Restos de vida, sonhos atirados para o esquecimento despedindo-se das horas de ser, em orvalho de saudade que caminha para o nada de olhos abertos, como quem pede à vida contas do espaço onde o coração semeou esperança, nascendo a nudez da árida apatia.
Germany 18.03.07
21 - PORQUE MORREM OS POETAS !... ©Ferdinando
Porque morrem os poetas a cada hora, Quando o sol acaricia mais nossos desejos De ternura e irmandade... Porque morrem os poetas, Quando as ruas ainda cheiram a sangue de punhais! Onde o limar da vida é ressequido, E o negrume é ditado a par da fome Nos dias azedos onde o sol nasce mais tarde!... Porque morrem os poetas Quando ainda não levou a liberdade
À haste mas alta da vida! Porque morrem... Sem levar uma flor á seara da morte, sem um nome Sem uma lápide, uma mensagem de amor, Para lembrar pérolas de sangue, Do esquecimento inóxio... A morte que antecedeu aos sonhos!... Porque morrem os poetas
Se ainda não levou o amor ao mundo inteiro, Não coloriu a tristeza dos pobrezinhos, Não deu a luz do sol á escuridão como quem canta amor!... Morrem os poetas, Porque a carne limita-nos a todos por igual... De nada vale a alma ser bandeira, No mais alto mastro da vida Onde mora a poesia...
Germany 05-06
22 - CONCEPÇÃO ©Ferdinando
Cantando o silêncio das pedras frias como tempo, velhas como a impávida vida em inquietação fermente como algemas de tristeza, poderoso decretar da vida saudades pungentes vestidas em crepúsculos dias.

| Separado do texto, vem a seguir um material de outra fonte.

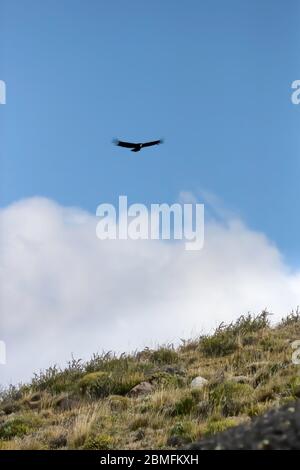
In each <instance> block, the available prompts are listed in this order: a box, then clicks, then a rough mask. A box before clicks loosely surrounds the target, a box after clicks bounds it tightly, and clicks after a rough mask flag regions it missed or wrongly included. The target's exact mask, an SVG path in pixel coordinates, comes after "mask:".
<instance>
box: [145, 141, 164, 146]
mask: <svg viewBox="0 0 300 470" xmlns="http://www.w3.org/2000/svg"><path fill="white" fill-rule="evenodd" d="M162 143H163V140H162V139H160V140H153V141H152V142H145V143H144V144H142V147H151V145H159V144H162Z"/></svg>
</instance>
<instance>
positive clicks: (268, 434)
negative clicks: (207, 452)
mask: <svg viewBox="0 0 300 470" xmlns="http://www.w3.org/2000/svg"><path fill="white" fill-rule="evenodd" d="M299 435H300V400H298V401H296V402H290V403H288V404H286V405H284V406H282V407H280V408H275V409H273V410H270V411H268V412H267V413H265V414H263V415H262V416H259V417H257V418H255V419H254V420H253V421H251V422H249V423H246V424H241V425H239V426H235V427H232V428H230V429H227V430H226V431H223V432H221V433H218V434H215V435H214V436H211V437H209V438H205V439H203V440H200V441H199V442H196V443H193V444H191V445H190V446H188V447H186V448H185V449H188V450H223V449H224V450H242V449H244V450H264V449H266V450H300V439H299Z"/></svg>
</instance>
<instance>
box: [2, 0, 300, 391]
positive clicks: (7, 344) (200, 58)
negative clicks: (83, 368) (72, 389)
mask: <svg viewBox="0 0 300 470" xmlns="http://www.w3.org/2000/svg"><path fill="white" fill-rule="evenodd" d="M299 10H300V3H299V1H298V0H290V1H289V2H284V1H283V0H226V1H224V0H188V1H185V2H184V1H179V0H178V1H174V0H172V1H171V0H163V1H162V0H151V1H150V0H149V1H141V0H127V1H126V2H125V1H124V0H110V1H104V0H97V1H96V0H88V1H83V0H43V1H38V0H26V2H24V1H23V0H18V1H17V0H0V80H4V81H5V82H6V85H7V103H6V105H4V106H2V105H1V106H0V129H1V135H0V138H1V140H0V175H1V176H0V227H1V244H0V262H1V263H0V264H1V267H0V286H1V295H0V300H1V316H0V320H1V331H0V340H1V341H2V340H3V341H5V343H6V345H7V366H6V367H3V368H1V369H0V382H1V383H15V382H16V381H19V380H23V379H26V380H27V379H28V378H29V377H31V376H32V372H33V371H37V370H39V369H40V368H45V367H48V366H49V365H50V364H54V363H59V364H63V363H65V361H67V360H68V359H69V358H70V356H71V353H73V354H74V355H75V357H82V358H88V357H90V356H91V354H92V353H95V352H96V351H100V352H101V351H102V350H103V349H104V350H112V351H117V352H122V351H129V350H135V349H137V348H142V347H144V346H150V347H151V346H152V345H153V344H154V345H157V344H164V343H166V342H167V343H169V342H173V341H174V342H175V343H176V341H178V339H179V338H190V337H191V336H193V335H199V334H200V333H201V332H208V331H211V329H212V328H214V327H215V326H217V325H218V324H220V323H221V322H230V321H232V320H233V319H235V318H237V317H238V316H239V315H241V314H243V313H247V312H249V311H250V312H252V313H258V312H260V311H261V310H262V309H263V308H267V309H269V311H271V312H273V313H274V317H272V318H274V319H275V320H276V319H279V318H280V317H281V316H283V315H286V314H287V313H288V312H290V311H291V309H295V308H296V307H297V305H299V296H300V269H299V266H300V249H299V231H300V221H299V216H298V205H299V199H300V185H299V170H300V159H299V154H300V153H299V152H300V138H299V130H300V129H299V127H300V106H296V105H293V104H292V102H291V95H292V89H291V84H292V82H293V81H294V80H297V79H300V58H299V46H300V30H299V24H298V23H299V21H298V19H299V14H300V11H299ZM161 137H162V138H164V139H165V143H164V145H161V146H159V147H154V148H148V149H144V150H143V151H142V152H140V153H137V154H134V153H131V152H130V151H127V150H126V149H120V148H117V147H115V146H114V145H113V144H112V139H113V138H120V139H124V140H125V139H128V140H132V141H144V140H149V139H151V140H152V139H157V138H161ZM182 191H187V192H190V193H192V194H193V195H194V196H195V197H196V198H197V199H198V201H199V202H203V194H204V193H205V194H210V197H211V198H212V200H213V201H220V205H221V207H223V208H225V211H224V213H225V214H232V213H233V214H236V215H237V217H236V218H235V222H234V223H233V222H232V218H230V217H229V218H227V219H226V217H225V219H226V220H227V222H228V223H227V224H224V223H223V220H221V221H220V220H217V221H213V220H212V219H211V218H208V221H207V223H206V225H205V243H204V249H203V250H199V252H186V251H185V250H184V249H183V248H182V245H181V244H180V243H178V244H176V243H173V244H172V243H162V242H159V241H158V242H157V243H156V242H154V241H153V240H149V241H145V243H144V242H142V241H141V240H139V241H141V244H139V241H137V242H132V241H131V240H128V241H127V242H128V243H127V242H126V243H125V244H123V243H122V241H118V240H113V241H111V240H106V241H107V242H108V243H107V244H106V243H105V242H106V241H104V242H102V241H100V240H98V239H97V237H96V234H95V227H96V217H95V213H96V208H97V206H98V205H99V204H100V203H105V202H108V203H115V204H117V201H118V197H119V195H127V196H128V199H129V203H134V202H138V203H145V204H147V205H148V204H151V203H157V202H166V203H173V202H176V201H177V200H178V198H179V195H180V193H181V192H182ZM211 195H212V196H211ZM33 196H41V198H33ZM204 202H205V201H204ZM12 203H15V204H12ZM218 204H219V202H218V203H217V206H218ZM69 206H72V208H71V209H66V207H69ZM74 207H78V208H79V209H80V210H79V212H78V210H77V209H75V208H74ZM208 212H209V213H212V212H213V211H212V210H211V212H210V209H209V210H208ZM241 221H242V222H244V224H243V223H241ZM261 234H263V235H261ZM276 247H277V248H276ZM275 317H276V318H275ZM24 351H26V354H24ZM36 351H39V354H36Z"/></svg>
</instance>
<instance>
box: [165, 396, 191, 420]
mask: <svg viewBox="0 0 300 470" xmlns="http://www.w3.org/2000/svg"><path fill="white" fill-rule="evenodd" d="M194 407H195V401H194V399H193V397H192V396H187V397H183V398H182V399H181V400H179V401H177V402H176V403H174V405H173V407H172V410H171V416H183V415H188V414H190V413H191V412H192V411H193V409H194Z"/></svg>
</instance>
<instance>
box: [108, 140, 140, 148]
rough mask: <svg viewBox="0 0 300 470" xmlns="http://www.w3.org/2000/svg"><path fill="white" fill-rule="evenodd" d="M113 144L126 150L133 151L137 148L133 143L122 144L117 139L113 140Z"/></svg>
mask: <svg viewBox="0 0 300 470" xmlns="http://www.w3.org/2000/svg"><path fill="white" fill-rule="evenodd" d="M114 143H115V144H116V145H118V146H119V147H126V148H127V149H134V148H138V147H139V144H135V143H133V142H124V141H123V140H118V139H116V140H114Z"/></svg>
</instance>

Mágoas ficadas nas fendas, em rochas salgadas do mar gritando horas tristes ouvidas em coro no festim das sagas. Borboleta vadia que bebe a vaga vertigem no entardecer... cruzadas madrugadas trementes como solidão dos ermos.

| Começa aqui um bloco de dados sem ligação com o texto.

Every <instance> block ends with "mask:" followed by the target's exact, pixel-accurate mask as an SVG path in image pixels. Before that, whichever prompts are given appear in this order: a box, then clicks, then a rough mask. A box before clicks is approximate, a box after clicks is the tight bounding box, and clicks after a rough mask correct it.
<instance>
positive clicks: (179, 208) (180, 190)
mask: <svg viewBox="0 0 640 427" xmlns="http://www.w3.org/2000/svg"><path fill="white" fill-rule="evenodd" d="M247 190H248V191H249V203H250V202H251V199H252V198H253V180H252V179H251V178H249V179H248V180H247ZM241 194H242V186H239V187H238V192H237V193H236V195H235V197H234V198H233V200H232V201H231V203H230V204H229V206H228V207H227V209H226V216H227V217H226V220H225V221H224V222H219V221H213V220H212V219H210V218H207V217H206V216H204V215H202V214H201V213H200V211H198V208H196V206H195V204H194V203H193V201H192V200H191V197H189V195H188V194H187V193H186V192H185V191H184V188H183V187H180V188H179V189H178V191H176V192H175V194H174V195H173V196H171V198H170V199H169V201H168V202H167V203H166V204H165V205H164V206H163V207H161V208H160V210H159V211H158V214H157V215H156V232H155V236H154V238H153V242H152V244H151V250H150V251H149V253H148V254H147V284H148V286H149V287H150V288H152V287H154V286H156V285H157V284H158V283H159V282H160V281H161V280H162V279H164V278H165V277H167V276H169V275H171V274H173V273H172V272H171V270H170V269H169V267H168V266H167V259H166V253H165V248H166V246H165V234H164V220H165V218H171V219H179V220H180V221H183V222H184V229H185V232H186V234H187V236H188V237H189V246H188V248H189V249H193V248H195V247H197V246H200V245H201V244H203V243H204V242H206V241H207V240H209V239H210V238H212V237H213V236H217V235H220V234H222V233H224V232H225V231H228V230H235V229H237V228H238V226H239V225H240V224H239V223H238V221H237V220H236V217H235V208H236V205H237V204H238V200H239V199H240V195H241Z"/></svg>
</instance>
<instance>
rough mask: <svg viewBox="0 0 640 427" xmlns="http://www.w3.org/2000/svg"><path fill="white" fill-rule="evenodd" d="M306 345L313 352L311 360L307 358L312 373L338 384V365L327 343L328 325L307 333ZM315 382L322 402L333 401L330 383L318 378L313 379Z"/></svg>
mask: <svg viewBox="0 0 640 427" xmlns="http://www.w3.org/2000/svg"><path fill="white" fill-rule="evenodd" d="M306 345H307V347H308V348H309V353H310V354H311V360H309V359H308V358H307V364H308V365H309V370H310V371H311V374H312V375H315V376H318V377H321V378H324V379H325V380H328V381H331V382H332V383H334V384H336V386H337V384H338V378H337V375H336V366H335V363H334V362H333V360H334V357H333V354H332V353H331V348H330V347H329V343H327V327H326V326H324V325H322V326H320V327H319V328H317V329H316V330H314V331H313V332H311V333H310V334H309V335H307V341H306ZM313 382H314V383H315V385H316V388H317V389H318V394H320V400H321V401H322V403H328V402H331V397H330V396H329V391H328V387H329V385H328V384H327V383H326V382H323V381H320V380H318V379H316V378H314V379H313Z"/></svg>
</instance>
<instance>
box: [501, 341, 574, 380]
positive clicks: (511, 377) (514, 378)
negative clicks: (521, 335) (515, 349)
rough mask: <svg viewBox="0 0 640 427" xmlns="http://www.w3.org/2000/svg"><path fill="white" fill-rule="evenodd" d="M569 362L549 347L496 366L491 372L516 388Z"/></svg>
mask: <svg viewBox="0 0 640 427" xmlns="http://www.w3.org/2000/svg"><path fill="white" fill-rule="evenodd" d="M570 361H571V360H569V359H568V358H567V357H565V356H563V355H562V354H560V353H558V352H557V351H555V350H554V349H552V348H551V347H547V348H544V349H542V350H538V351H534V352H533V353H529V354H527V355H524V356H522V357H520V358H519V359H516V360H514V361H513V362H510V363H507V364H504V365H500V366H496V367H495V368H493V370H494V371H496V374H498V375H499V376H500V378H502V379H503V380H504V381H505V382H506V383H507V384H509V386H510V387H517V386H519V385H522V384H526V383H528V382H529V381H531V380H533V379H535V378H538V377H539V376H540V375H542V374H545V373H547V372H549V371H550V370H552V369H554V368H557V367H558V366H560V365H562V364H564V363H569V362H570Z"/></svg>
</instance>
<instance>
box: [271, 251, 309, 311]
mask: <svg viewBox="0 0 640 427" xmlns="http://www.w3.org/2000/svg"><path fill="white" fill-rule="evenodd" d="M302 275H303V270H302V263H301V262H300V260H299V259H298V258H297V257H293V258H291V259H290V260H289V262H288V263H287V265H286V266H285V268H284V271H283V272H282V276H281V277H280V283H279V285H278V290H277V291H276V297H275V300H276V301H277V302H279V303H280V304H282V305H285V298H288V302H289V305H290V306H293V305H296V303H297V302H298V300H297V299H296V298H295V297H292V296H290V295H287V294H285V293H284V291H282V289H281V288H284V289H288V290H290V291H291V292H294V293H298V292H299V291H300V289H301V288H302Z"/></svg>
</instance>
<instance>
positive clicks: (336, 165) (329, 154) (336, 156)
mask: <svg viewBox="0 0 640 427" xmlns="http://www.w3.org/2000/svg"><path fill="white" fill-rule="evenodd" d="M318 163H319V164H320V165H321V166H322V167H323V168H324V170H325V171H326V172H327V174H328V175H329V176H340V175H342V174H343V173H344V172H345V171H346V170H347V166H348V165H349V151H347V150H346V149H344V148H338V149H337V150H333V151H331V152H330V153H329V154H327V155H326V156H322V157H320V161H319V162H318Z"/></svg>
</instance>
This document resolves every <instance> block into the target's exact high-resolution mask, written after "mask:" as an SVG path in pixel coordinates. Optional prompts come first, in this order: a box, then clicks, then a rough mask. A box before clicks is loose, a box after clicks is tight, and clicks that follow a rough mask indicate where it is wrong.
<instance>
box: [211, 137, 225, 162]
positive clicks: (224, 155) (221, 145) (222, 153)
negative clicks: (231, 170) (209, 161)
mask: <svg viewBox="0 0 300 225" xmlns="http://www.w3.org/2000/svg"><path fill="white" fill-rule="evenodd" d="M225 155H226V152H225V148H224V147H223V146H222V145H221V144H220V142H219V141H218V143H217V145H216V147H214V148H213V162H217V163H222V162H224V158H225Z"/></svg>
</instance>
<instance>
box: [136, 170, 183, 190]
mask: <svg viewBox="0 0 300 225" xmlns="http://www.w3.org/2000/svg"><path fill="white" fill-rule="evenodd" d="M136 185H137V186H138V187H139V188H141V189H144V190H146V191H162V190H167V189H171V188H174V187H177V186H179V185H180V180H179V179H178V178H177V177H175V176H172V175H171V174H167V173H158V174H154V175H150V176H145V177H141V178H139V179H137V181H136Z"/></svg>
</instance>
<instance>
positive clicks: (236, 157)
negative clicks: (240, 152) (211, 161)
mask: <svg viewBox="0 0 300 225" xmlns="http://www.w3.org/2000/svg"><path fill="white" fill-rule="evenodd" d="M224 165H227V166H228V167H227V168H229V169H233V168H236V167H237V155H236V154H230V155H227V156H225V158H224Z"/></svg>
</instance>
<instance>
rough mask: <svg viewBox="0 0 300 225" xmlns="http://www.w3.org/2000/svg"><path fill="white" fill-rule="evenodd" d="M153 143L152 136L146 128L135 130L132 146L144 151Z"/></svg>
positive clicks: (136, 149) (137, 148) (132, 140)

Quantas vezes pousei meu olhar no teu regaço apetecido essa magia que cobria com tinta azulada o velho papel do tempo que em clamar atrevido falava em ânsia primitiva.
Mágoas dos dias vividos no amanhecer rasgado das horas... hoje debruçado sobre angústia, indago ainda sorrisos quentes perdidos nas manhãs sombrias, asqueroso defraudar do tempo!
Germany 14.05.07
23-A VOZ DA LIBERDADE ©Ferdinando
Longinquamente mais perto Vibro nadas!.. Os silêncios em diagonal Ferem-me a alma... Este instinto leva-me ao tremor Que sempre habita em mim! Já colhi os amores que sabiam a pão De pródigas manhãs... Vejo charruas libertadas, Com ecos de espaço na minha mente, Onde vibram as emoções apáticas aos sentidos!... Que eu seja a hora germinada Dos dias em que estes versos, Tenham a voz da liberdade...
Germany 09-06
24 -TEUS LÁBIOS © Ferdinando
Sou escravo dos teus lábios, fonte que me mata a sede dos meus beijos ferventes! Sou ave no calor do ninho e adormecido em plena primavera num florir que volta sempre acalentando os nossos sonhos, sopro de paixão delirante, no purpúreo que me vence.
Somos as gaivotas que partem e voltam sempre, papoila primaveril na sedução da rubente luz, vida no canto de mares infindos, nas verdejantes colinas que em segredo me fascinam em cada noite protegendo-te no declínio dos dias mais tristes!
Sonho-me eterno na meninice do teu rosto meigo esse rumor de saudade em escaldante ambição esculpido anseio, alentado na carícia do teu regaço... tudo mais o tempo que nos grita numa irredutível crença, num fulgurar de duas pétalas feitas de cetim, moldando esses teus lábios rubros cor do meu desejo!!!